Rubik's Cube Exhibition

  • Strategic counsel on a global traveling exhibition honoring the 40th anniversary of Rubik’s Cube.


Professor Ernö Rubik invented the world’s most popular puzzle, the famous Rubik’s Cube, 40 years ago when Hungary was still behind the Iron Curtain.  With more than 200 million Cubes legally sold to date, the Cube has become an icon, known around the world as a puzzle, design object, mechanical device, metaphor for complexity, three-dimensional mathematical model, and architectural concept. There are Cube speed contests, frequent references to the Cube in popular magazines, and many mathematical and scientific papers about the Cube.


The Cube has inspired works of art, fashion, and design, as well as countless scientific and mathematical treatises. But there has not been a comprehensive, authoritative effort to document its origins, history, scientific, and mathematical characteristics and its social and cultural impact.

The goal was to launch an international exhibition that would travel around the world, stimulate audiences to understand the basic mathematical and design characteristics of the Cube, and demonstrate the role of design in stimulating creativity and innovation. Professor Rubik turned to AKA to determine the feasibility of such an exhibition, and to think through the project’s key elements and design.

AKA's Approach

AKA assembled a group of experts in relevant fields, including exhibition design, mathematics, computer science, and graphic design, to sketch a creative framework for the exhibition, provide research-based financial planning, and assess global development potential.

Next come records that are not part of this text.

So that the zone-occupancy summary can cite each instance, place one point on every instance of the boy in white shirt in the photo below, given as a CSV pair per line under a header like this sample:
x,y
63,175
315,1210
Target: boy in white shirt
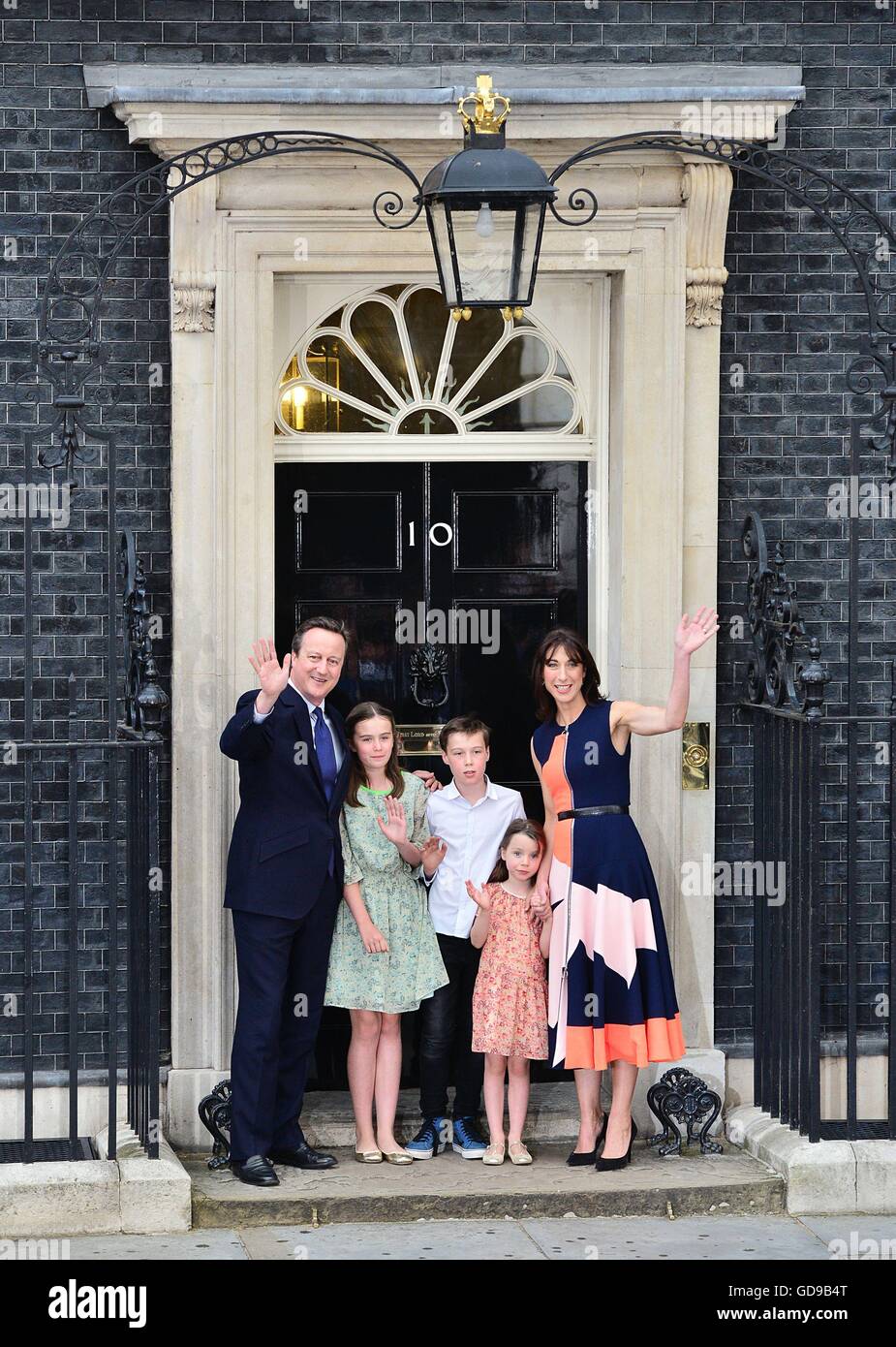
x,y
469,817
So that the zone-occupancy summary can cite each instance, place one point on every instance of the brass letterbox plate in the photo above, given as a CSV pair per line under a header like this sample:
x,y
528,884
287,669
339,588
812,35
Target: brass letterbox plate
x,y
417,739
695,756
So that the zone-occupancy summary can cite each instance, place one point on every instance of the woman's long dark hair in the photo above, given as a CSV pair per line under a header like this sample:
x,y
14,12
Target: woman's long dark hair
x,y
572,644
530,829
357,776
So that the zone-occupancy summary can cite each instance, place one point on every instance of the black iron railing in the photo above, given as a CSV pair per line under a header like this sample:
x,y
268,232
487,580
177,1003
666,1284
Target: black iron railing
x,y
93,795
86,839
823,814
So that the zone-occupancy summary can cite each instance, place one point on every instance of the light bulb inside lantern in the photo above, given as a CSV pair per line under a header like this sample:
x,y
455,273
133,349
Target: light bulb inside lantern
x,y
484,221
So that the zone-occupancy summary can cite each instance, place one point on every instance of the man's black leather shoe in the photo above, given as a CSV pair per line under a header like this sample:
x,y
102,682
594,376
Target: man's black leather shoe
x,y
256,1170
302,1157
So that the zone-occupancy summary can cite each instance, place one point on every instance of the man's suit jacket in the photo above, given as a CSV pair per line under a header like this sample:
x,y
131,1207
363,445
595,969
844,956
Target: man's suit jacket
x,y
285,830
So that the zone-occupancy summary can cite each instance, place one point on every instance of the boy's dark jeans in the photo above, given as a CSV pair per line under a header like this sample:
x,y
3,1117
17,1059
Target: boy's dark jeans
x,y
447,1032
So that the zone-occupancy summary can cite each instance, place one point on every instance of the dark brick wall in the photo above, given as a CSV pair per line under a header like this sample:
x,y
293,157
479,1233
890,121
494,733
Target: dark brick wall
x,y
789,318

In a second phase, AKA explored institutional interest in the Rubik’s Cube exhibition in the United States and abroad. The firm reached out to senior executives of major corporations and other prospective funders to discuss the major objectives of the exhibit and to explore their interest in being involved.

AKA actively involved Professor Rubik throughout the project, working with him to shape key objectives and test conceptual and design ideas, and asking him to meet selectively with key prospects and other interested parties. Professor Rubik made his extensive archive of Cube-related materials available to AKA to support the creative briefs.


After extensive consultation with a variety of leading science museums in the United States and Europe, New Jersey’s Liberty Science Center, with sponsorship from Google, was selected as the initial institutional venue for the exhibition. Liberty built on the AKA creative brief to mount the exhibition, which opened in 2014 and will tour the world for five years thereafter.